Material and Methods
Patient positioning information was obtained with stereoscopic x-rays (ExacTrac Dynamic, Brainlab, Munchen, Germany) taken when the gantry angle allowed image acquisition, providing 6DOF position information by comparing the x-ray with a set of DRR generated from the planning CT. The SG system obtains 6DOF information by continuous comparison of a ROI on the patient’s surface with a reference acquired after performing IGRT. In total, 173 snapshot verifications using stereoscopic X-rays and ST corresponding to 50 fractions of treatments including brain FSRT and SRS were analyzed. Discrepancies between errors measured by both systems were computed for all directions and all rotations.
Results
Mean absolute differences between x-rays and SG across all verifications were 0.13 mm (SD 0.24), -0.18 mm (SD 0.22) and -0.12 mm (SD 0.16) for the lateral, longitudinal and vertical directions, and -0.10° (SD 0.16), -0.07° (SD 0.13) and 0.09° (SD 0.15) for pitch, roll and yaw respectively. Absolute differences stayed below 0.4mm for all directions in 90% of the snapshots. Paired t-tests showed some correlation between the variables for lateral and vertical directions but no statistical significance for paired t-test or Wilcoxon tests was found for the data analyzed.

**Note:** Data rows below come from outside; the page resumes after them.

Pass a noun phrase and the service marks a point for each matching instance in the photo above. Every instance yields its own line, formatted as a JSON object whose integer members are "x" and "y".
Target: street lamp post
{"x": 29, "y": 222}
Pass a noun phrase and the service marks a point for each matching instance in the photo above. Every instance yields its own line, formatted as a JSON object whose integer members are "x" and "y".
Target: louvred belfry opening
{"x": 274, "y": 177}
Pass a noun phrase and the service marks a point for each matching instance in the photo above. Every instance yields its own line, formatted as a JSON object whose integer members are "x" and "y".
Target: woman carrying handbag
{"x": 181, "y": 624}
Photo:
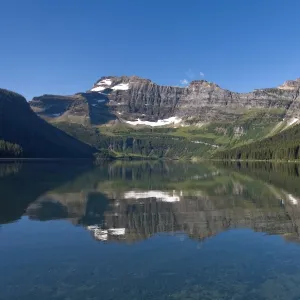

Figure 1 - Computed differences (mm and °) between positioning errors detected by stereoscopic x-rays and surface tracking. 173 verifications included. X, y, z correspond to lateral, longitudinal and vertical and rot-x, rot-y and rot-z to pitch, roll and yaw.
Conclusion
Surface guidance on intracranial treatments can help reduce the dose related to setup imaging and can identify patient motion during irradiation before verification imaging is triggered, even with immobilization devices in place. X-ray imaging should remain as a means to accurately verify and correct patient position.